A hollow sphere is rolling on a plane surface about its axis of symmetry. The ratio of rotational kinetic energy to its total kinetic energy is $$\frac{x}{5}$$. The value of $$x$$ is ______.

We need to find the ratio of rotational kinetic energy to total kinetic energy for a hollow sphere rolling on a plane surface about its axis of symmetry.

Since the sphere is thin-walled, its moment of inertia about an axis through its centre is $$I = \frac{2}{3}mr^2$$, where $$m$$ is the mass and $$r$$ is the radius.

For rolling without slipping with velocity $$v$$ and angular velocity $$\omega = v/r$$, the translational kinetic energy is $$K_{trans} = \frac{1}{2}mv^2$$ and the rotational kinetic energy is $$K_{rot} = \frac{1}{2}I\omega^2 = \frac{1}{2} \cdot \frac{2}{3}mr^2 \cdot \frac{v^2}{r^2} = \frac{1}{3}mv^2$$.

Next, the total kinetic energy is $$K_{total} = K_{trans} + K_{rot} = \frac{1}{2}mv^2 + \frac{1}{3}mv^2 = mv^2\bigl(\tfrac{1}{2} + \tfrac{1}{3}\bigr) = mv^2 \cdot \frac{5}{6} = \frac{5}{6}mv^2$$.
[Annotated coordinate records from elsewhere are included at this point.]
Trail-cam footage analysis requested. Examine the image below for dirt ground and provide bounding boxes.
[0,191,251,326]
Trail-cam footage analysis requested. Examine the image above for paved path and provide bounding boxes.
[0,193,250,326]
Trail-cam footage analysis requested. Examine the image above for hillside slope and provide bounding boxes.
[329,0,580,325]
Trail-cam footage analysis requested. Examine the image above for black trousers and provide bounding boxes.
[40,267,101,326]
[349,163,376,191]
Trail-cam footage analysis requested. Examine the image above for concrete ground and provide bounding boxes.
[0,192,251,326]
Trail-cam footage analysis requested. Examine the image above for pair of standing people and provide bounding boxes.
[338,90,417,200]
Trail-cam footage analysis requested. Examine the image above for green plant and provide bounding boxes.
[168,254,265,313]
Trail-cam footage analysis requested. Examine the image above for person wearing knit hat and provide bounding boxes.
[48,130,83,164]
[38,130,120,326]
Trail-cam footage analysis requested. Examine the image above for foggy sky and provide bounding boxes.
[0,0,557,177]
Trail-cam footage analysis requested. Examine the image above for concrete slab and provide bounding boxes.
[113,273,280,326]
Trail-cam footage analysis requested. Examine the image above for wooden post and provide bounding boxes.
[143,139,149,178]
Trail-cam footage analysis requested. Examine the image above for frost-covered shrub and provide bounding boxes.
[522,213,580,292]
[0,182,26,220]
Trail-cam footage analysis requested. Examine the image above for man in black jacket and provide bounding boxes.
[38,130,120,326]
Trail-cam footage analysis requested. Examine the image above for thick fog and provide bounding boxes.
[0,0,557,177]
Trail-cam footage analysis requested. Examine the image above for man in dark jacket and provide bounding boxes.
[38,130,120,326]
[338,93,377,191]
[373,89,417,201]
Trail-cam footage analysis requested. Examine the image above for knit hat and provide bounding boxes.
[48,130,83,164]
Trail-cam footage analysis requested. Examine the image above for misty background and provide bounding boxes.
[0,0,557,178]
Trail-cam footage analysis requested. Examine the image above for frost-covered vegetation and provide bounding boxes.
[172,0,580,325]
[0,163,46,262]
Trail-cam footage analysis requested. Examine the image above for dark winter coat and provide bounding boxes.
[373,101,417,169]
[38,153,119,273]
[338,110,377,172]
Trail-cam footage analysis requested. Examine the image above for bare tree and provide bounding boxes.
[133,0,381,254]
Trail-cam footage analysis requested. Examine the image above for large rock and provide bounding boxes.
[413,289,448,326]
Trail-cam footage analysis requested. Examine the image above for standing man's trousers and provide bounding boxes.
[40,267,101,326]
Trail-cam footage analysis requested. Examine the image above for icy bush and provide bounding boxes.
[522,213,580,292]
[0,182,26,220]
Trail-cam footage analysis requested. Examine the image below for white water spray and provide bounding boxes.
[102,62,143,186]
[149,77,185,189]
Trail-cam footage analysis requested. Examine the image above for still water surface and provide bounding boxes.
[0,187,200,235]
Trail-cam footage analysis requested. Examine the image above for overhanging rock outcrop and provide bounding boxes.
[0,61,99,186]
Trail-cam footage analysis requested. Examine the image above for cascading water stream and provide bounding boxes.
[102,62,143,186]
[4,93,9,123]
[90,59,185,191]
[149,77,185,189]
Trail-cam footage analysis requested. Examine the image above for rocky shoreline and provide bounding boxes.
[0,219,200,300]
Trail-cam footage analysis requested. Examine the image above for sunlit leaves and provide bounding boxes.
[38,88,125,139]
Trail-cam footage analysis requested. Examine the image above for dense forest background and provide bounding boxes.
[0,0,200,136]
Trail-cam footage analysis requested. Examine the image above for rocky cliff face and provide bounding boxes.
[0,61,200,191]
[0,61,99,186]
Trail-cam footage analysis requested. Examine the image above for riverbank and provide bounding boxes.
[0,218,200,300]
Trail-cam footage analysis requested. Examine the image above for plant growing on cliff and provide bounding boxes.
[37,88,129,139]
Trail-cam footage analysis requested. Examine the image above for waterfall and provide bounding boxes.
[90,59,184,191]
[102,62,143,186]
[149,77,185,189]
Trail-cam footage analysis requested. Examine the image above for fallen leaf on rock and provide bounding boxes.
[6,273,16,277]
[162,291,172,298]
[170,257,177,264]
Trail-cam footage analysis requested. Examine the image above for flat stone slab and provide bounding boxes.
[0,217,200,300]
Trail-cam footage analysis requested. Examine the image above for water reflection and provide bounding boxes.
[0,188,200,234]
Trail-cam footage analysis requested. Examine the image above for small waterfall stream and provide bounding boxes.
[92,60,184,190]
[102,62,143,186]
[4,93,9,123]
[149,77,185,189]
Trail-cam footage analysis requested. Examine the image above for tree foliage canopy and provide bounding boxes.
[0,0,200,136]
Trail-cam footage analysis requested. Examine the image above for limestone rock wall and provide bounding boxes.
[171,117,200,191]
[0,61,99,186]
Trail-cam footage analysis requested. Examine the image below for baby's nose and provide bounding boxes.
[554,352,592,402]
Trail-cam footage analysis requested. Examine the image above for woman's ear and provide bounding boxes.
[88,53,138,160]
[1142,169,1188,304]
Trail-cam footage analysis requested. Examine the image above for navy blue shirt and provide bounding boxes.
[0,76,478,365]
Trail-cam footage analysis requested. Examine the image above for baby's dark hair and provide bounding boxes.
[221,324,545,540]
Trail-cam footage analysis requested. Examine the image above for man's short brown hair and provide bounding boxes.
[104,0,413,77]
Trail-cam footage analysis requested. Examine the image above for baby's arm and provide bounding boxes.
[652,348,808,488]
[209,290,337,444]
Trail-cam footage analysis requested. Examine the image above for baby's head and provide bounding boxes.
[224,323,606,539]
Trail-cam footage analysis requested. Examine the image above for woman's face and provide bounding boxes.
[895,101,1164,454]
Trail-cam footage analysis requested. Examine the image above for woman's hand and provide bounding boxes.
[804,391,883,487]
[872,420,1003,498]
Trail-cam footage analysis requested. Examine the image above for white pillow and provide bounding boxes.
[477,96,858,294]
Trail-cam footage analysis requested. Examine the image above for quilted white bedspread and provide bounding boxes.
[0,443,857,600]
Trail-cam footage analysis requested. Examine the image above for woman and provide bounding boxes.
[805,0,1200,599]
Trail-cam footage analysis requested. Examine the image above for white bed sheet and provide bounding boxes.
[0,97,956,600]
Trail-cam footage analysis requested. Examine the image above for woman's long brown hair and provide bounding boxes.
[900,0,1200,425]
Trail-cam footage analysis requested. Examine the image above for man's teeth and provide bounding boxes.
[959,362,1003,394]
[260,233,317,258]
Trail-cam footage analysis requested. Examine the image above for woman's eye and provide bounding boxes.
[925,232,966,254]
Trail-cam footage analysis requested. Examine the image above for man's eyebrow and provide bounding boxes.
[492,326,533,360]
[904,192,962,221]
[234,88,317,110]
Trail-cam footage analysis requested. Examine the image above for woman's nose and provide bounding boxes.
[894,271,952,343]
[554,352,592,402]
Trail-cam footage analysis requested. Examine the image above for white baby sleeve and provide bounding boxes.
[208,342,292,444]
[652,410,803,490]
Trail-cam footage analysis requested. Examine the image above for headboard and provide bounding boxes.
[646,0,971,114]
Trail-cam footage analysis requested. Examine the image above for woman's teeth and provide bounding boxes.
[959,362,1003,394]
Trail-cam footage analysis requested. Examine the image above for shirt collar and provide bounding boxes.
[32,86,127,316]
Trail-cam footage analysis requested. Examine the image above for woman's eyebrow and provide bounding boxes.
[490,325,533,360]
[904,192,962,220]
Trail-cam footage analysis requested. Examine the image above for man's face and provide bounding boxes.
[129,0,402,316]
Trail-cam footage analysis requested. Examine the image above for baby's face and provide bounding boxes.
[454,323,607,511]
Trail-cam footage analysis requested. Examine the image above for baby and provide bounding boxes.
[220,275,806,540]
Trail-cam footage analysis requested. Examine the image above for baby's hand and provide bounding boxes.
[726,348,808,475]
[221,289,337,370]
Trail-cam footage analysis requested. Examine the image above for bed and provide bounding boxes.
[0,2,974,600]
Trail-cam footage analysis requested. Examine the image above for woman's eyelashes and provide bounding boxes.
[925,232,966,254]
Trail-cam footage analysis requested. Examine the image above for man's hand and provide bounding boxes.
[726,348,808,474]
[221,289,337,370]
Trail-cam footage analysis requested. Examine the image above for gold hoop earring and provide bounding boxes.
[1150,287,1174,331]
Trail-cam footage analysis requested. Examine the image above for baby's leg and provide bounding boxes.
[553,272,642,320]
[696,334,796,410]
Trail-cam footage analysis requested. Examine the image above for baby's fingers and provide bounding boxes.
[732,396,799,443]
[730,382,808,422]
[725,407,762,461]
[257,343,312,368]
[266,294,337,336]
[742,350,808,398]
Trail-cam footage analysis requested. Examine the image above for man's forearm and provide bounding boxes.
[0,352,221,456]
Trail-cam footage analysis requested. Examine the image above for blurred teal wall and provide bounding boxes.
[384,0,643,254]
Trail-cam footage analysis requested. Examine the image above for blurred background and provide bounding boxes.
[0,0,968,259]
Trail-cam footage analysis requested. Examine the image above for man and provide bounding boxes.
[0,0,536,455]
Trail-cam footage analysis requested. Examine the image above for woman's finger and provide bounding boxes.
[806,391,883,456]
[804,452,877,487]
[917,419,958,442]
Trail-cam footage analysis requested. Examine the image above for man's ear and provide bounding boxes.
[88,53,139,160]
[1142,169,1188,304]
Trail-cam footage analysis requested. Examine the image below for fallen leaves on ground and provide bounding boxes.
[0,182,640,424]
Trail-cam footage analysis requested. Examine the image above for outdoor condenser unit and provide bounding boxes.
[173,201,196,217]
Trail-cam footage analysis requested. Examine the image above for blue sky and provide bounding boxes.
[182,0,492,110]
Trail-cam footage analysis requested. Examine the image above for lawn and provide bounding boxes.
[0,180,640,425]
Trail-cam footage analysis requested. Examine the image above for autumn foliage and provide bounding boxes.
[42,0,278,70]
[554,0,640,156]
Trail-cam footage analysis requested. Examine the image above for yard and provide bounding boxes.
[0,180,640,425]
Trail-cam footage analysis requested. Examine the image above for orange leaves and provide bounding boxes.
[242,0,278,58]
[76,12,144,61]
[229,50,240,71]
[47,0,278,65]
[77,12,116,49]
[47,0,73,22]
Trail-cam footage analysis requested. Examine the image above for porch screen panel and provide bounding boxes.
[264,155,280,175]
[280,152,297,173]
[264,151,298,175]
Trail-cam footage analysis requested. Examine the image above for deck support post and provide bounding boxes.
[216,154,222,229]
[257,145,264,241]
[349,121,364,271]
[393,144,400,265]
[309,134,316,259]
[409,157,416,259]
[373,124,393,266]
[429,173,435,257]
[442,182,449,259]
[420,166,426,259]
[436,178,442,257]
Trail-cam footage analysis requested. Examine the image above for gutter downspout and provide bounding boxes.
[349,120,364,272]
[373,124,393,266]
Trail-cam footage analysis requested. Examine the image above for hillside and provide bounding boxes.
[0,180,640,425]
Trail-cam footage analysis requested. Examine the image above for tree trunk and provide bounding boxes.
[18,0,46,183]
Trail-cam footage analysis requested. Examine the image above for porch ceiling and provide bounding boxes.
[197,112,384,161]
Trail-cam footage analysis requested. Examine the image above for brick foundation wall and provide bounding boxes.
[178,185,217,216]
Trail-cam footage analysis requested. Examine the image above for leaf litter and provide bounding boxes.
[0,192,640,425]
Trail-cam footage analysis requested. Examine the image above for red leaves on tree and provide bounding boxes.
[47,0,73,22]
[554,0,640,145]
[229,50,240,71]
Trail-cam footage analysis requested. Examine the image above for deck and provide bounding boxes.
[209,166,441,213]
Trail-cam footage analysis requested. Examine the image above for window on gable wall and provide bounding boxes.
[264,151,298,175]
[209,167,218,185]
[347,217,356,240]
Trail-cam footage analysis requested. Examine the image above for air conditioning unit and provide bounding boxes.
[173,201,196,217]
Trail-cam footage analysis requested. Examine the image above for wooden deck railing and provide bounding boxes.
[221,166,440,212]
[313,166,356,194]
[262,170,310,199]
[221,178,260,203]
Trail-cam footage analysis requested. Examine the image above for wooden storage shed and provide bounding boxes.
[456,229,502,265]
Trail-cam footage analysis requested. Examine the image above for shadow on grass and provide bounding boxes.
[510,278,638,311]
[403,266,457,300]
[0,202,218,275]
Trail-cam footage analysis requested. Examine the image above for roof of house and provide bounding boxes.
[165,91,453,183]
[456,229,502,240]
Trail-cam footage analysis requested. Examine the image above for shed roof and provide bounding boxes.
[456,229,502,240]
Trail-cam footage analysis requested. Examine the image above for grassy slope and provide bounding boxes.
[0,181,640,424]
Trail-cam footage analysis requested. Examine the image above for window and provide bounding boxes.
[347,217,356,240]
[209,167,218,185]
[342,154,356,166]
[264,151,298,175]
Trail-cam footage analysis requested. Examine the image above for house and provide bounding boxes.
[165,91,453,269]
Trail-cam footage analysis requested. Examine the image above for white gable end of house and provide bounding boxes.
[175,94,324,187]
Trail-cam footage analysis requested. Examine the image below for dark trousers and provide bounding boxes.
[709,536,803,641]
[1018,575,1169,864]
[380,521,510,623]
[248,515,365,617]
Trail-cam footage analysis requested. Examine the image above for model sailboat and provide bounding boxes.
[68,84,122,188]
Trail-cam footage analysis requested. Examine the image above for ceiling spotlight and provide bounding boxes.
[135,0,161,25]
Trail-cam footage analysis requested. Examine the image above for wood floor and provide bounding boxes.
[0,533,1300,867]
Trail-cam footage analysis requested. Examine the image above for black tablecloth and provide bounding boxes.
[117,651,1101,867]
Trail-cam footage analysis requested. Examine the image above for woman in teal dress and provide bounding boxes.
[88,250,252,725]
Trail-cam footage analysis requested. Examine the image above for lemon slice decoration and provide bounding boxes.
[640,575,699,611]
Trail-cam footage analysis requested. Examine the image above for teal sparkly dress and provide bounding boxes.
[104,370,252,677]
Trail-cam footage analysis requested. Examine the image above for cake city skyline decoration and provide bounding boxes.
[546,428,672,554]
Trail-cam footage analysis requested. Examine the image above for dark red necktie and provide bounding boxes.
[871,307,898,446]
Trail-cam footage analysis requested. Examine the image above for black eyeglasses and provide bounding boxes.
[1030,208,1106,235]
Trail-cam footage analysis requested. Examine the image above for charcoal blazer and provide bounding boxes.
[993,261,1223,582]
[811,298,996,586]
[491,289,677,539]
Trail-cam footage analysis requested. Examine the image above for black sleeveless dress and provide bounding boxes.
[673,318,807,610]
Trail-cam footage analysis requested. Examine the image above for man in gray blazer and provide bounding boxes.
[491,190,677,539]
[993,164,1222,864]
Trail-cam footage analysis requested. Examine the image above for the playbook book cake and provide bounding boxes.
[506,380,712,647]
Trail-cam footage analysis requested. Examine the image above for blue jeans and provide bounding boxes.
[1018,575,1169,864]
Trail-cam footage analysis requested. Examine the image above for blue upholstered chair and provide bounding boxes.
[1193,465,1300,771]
From this, the ratio of rotational to total kinetic energy is $$\frac{K_{rot}}{K_{total}} = \frac{\frac{1}{3}mv^2}{\frac{5}{6}mv^2} = \frac{\frac{1}{3}}{\frac{5}{6}} = \frac{1}{3} \times \frac{6}{5} = \frac{2}{5}$$. Since this ratio equals $$\frac{x}{5}$$, we obtain $$x = 2$$.

The answer is 2.